The religious perspective differs from the common-sensical in that […] it moves beyond the realities of everyday life to wider ones which correct and complete them […] It differs from the scientific perspective in that it questions the realities of everyday life not out of an institutionalized skepticism which dissolves the world’s givenness into a swirl of probabilistic hypotheses, but in terms of what it takes to be wider, nonhypothetical truths. Rather than detachment, its watchword is commitment; rather than analysis, encounter. […] Having ritually ’leapt’ (the image is perhaps a bit too athletic for the actual facts – ‘slipped’ might be more accurate) into the framework of meaning which religious conceptions define, and the ritual ended, returned again to the common-sensical world, a man is – unless, as sometimes happens, the experience fails to register – changed. And as he is changed, so also is the common-sense world, for it is now seen as but the partial form of a wider reality which corrects and completes it. [2]

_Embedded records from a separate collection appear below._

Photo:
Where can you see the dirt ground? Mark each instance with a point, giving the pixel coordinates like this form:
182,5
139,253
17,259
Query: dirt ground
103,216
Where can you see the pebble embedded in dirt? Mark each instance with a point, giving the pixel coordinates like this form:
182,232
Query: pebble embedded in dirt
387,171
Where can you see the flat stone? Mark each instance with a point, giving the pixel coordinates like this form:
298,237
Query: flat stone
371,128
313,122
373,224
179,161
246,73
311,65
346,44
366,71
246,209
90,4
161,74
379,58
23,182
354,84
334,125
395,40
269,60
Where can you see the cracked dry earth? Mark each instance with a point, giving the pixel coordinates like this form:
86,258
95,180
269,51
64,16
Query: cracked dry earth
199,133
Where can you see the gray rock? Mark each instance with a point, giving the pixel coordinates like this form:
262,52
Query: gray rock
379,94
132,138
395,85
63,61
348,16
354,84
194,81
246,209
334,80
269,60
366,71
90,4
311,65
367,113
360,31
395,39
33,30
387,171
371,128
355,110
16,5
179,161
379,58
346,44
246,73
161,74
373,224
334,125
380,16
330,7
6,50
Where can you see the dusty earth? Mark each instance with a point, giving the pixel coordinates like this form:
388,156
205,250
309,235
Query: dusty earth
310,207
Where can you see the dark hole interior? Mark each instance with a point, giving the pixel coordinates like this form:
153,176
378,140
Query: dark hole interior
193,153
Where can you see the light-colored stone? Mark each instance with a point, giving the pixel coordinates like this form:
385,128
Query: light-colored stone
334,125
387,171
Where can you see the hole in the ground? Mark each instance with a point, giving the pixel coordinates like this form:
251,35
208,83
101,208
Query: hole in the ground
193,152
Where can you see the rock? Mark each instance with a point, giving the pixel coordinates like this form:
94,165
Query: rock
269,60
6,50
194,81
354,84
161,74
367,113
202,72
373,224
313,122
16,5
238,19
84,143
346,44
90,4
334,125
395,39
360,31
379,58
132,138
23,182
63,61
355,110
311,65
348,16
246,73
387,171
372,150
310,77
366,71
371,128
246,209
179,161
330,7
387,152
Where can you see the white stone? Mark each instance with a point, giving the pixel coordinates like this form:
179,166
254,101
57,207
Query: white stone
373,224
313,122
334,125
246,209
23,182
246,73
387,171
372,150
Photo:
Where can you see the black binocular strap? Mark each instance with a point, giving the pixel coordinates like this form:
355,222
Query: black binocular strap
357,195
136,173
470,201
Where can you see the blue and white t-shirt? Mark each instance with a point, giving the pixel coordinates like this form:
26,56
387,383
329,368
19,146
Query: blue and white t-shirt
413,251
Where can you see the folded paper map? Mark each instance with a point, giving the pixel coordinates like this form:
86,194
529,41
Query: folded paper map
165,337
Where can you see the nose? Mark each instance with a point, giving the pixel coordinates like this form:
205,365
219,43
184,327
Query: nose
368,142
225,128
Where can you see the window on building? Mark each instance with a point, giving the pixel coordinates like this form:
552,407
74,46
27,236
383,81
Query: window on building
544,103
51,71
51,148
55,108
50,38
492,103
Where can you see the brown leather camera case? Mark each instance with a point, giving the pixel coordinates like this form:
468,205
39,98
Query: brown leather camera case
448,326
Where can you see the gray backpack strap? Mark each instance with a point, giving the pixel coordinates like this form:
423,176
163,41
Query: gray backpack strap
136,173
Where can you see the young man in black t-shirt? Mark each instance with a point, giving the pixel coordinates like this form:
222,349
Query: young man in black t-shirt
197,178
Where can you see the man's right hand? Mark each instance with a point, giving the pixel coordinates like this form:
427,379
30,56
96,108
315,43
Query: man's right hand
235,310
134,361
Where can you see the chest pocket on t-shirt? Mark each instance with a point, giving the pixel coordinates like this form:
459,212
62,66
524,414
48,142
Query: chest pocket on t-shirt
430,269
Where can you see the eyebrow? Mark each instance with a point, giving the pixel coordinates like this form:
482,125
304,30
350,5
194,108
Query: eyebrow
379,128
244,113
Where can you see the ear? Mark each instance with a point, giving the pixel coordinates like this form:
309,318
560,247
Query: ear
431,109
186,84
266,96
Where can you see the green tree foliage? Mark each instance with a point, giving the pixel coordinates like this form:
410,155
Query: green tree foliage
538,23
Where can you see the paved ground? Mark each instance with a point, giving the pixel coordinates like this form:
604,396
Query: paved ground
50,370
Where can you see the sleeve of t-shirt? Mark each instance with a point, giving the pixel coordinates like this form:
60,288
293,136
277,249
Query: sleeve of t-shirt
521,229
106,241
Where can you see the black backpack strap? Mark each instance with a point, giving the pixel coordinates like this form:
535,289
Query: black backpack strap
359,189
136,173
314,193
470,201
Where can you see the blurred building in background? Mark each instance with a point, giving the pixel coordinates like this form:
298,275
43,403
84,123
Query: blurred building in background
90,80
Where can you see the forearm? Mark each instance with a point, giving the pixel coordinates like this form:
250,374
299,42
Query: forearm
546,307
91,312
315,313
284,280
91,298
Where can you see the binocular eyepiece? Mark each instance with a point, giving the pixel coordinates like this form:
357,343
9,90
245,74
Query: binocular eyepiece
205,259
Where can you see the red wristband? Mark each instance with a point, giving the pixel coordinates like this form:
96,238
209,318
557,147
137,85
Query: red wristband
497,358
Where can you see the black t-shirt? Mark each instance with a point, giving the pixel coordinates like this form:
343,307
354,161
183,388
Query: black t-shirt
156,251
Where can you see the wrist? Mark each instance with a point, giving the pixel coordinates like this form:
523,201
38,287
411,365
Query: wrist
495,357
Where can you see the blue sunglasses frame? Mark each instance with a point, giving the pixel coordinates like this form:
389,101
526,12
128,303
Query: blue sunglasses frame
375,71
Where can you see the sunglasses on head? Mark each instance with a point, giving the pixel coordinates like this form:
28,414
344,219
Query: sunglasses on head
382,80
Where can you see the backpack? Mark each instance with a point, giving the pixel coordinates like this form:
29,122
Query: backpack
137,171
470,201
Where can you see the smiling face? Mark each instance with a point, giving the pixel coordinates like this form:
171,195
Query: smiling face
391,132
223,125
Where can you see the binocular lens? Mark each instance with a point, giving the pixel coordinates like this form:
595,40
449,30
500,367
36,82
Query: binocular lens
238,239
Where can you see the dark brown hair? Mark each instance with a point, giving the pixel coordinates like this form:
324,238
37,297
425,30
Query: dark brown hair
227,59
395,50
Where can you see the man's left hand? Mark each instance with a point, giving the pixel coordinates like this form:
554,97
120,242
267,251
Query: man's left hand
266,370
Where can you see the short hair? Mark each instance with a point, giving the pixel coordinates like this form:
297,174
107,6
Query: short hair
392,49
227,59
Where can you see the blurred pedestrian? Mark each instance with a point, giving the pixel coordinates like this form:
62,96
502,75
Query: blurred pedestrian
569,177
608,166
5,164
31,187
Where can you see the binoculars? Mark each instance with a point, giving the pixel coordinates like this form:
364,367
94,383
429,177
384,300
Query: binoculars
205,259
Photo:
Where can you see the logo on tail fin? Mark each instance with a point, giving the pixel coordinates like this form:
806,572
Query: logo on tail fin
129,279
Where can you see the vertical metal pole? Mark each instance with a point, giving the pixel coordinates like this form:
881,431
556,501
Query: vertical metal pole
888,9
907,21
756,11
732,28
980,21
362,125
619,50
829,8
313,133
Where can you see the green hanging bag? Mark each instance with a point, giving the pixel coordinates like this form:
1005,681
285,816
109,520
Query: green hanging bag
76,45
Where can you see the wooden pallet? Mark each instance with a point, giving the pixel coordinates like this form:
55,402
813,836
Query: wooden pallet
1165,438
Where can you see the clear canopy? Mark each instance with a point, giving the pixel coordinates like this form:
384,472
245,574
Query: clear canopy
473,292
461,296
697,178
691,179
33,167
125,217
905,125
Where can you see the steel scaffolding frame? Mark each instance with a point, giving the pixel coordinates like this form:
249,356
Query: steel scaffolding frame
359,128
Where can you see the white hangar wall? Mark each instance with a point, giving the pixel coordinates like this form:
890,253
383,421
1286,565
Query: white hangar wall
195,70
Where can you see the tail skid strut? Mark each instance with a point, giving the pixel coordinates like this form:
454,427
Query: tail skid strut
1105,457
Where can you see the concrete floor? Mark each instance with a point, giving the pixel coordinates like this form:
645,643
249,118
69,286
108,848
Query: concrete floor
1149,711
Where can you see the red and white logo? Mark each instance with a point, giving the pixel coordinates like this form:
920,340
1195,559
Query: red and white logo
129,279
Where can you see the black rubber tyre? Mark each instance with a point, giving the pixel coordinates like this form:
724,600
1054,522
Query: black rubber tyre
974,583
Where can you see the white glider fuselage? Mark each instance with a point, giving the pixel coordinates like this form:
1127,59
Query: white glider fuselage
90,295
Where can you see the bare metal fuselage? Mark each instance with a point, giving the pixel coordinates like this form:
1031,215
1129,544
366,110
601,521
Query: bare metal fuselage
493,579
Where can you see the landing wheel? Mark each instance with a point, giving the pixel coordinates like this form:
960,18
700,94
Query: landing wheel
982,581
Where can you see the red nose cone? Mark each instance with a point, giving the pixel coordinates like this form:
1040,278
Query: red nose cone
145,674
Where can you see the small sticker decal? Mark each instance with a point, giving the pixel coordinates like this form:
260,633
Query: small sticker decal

If we follow this understanding of the religious, then all debates about the sacred, and here we may include debates about the sublime, have a religious character. So, incidentally, has writing science fiction, for it is a defining aspect of doing so that one imagines how things could be different in order to invite readers to dip into this other world and come back to their own with a changed perspective. Actually, in Geertz’s sense, all kinds of utopian thinking have a religious aspect.

My conclusion is that there is something self-contradictory in Banks’s treatment of religion. Banks seemingly tackles the issue head on, by creating sublime beings and then refusing to give them much play. Subliming comes across as a bit of a joke. We should not believe in spiritual beings, even when they exist. However, the willing suspension of disbelief is a necessary precondition for reading a piece of science fiction in the first place. Banks is still fighting yesterday’s battles between believers and non-believers, between cultists and atheists, where the issue that is increasingly at the heart of debates about religion concern a much wider and much more interesting issue, namely the place of the sublime and the sacred in our everyday lives. What about giving us a planet that challenges the Culture with something like that in the next novel?

[1] D. A. Russell (1964) ‘Introduction’ in Longinus Peri hupsus [On the Sublime], pp. ix–l, Oxford: Clarendon, on pp. ix-x.

[2] Clifford Geertz ([1966] 1973) ’Religion as a Cultural System’ pp. 87-125 in The Interpretation of Cultures: Selected Essays New York, NY: Basic, on pp. 112,122.